Una Guida della Fao per la lotta agli insetti che danneggiano le foreste

Oltre a causare danni diretti all’ambiente, l’uomo procura guasti anche in forma indiretta. E’ il caso della distruzione delle foreste, risorse basilari nel garantire benefici ambientali, economici e sociali.

Oltre a causare danni diretti all’ambiente, l’uomo procura guasti anche in forma indiretta. E’ il caso della distruzione delle foreste, risorse basilari nel garantire benefici ambientali, economici e sociali. Oggi la superficie forestale globale rappresenta poco più di quattro miliardi di ettari, pari al 31 per cento di quella totale, secondo dati Fao del 2010.

Eppure questo patrimonio, che oltre ad attenuare l’inquinamento (assorbendo carbonio dall’atmosfera) e la desertificazione, a regolare il clima, a salvaguardare da danni il territorio, a preservare valori culturali, assicura legname e altri prodotti, è messo a rischio dall’infestazione di insetti alieni, alimentati dalla globalizzazione nei trasporti e sul global warming, cioè l’aumento delle temperature che accelera la capacità riproduttiva degli insetti, mentre l’addolcimento delle temperature invernali aumenta le loro chances di sopravvivere durante la stagione fredda. Ogni anno 35 milioni di ettari di foreste vengono danneggiati dalle infestazioni di insetti.

La Fao ha presentato tale quadro poco rassicurante nel corso della seconda “Asia-Pacific Forestry Week” a Pechino, quando ha diffuso la “Guide to implementation of phytosanitary standards in forestry” per aiutare i Paesi ad evitare la propagazione di tali insetti. La guida, disponibile in cinese, francese, inglese e russo, nel 2012 sarà pronta anche nelle versioni spagnola e araba. A realizzarla è stato un gruppo internazionale di un centinaio di scienziati ed esperti fitosanitari di 46 Paesi. E’ destinata prevalentemente ai responsabili forestali incaricati della messa in opera delle politiche sul territorio.
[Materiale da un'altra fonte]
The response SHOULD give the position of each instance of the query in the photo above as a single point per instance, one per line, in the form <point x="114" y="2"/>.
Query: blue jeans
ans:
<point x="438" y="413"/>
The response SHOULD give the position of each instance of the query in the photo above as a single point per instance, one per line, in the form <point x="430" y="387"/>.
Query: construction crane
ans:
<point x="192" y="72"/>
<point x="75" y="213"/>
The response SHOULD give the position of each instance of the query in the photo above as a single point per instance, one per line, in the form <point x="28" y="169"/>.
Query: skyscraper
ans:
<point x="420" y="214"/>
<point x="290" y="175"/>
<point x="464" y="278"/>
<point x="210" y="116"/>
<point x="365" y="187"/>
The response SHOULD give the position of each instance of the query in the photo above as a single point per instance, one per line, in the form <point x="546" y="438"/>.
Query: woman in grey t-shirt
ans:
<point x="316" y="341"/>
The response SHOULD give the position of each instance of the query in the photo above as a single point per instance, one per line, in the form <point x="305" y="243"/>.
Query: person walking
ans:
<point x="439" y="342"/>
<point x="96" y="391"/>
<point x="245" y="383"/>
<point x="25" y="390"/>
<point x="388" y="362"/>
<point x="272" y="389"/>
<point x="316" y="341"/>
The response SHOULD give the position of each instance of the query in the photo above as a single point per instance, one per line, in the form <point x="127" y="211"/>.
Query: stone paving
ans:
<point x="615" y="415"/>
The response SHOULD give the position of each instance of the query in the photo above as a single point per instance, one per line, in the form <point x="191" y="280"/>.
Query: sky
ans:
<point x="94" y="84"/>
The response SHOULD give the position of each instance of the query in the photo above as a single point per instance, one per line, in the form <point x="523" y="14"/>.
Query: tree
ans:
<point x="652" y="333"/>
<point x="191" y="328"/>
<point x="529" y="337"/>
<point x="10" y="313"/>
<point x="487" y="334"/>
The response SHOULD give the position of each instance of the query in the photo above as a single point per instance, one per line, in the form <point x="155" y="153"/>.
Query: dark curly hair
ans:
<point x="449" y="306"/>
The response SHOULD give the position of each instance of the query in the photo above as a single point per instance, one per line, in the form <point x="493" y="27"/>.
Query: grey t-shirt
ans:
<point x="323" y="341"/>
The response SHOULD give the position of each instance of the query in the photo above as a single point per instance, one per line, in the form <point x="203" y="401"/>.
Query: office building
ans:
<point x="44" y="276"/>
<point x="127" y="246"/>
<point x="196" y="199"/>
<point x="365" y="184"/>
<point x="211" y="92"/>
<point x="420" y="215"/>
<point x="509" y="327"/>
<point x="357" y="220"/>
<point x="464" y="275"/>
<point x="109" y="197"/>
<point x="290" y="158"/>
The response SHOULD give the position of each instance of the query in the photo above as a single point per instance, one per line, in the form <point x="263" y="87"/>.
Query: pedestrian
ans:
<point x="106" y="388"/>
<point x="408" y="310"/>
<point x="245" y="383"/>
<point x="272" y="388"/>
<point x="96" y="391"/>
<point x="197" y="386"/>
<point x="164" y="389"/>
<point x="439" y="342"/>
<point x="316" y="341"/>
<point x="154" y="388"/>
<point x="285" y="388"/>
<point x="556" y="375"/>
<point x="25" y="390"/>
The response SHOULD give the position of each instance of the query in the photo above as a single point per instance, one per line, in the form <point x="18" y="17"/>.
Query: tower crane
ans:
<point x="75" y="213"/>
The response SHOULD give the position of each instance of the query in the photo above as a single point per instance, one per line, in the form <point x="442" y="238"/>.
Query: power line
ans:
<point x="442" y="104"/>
Il vicedirettore della Fao per le foreste, Eduardo Rojas-Briales, spiega che “con il cambiamento climatico, dei siti prima inospitali diventano adatti a insetti nocivi esotici che sono trasportati accidentalmente durante gli scambi internazionali di prodotti derivati dal legno, dalle sementi o da vivaio o da altre derrate confezionate con materiali legnosi. La guida suggerisce i modi per ridurre i rischi di propagazione degli organismi nocivi e per mettere in opera delle strategie efficaci di lotta contro i dannosi in tutte le maglie della filiera forestale”.

Secondo il ministero delle foreste della British Columbia (Canada), dall’inizio degli anni Novanta, gli insetti hanno invaso 17,5 milioni di ettari e decimato 726 milioni di metri cubi di legno. La siccità indebolisce gli alberi ed aumenta la loro vulnerabilità agli insetti. Secondo il rapporto Fao, “affrontare queste minacce richiede un’azione su diverse fronti, comportando una sorveglianza rigorosa, una gestione dei popolamenti forestali durante tutto il ciclo di crescita e delle operazioni ottimali nella piantagione, raccolta e trasporto. Tenuto conto del grosso volume di prodotti di legno che attraversano le frontiere nazionali, l’applicazione delle norme fitosanitarie internazionali contribuisce a garantire il movimento dei prodotti forestali da un Paese all’altro in tutta sicurezza, permettendo allo stesso tempo di ridurre le restrizioni al commercio”.

La guida può essere scaricata all’indirizzo: www.fao.org/docrep/013/i2080e/i2080e00.htm.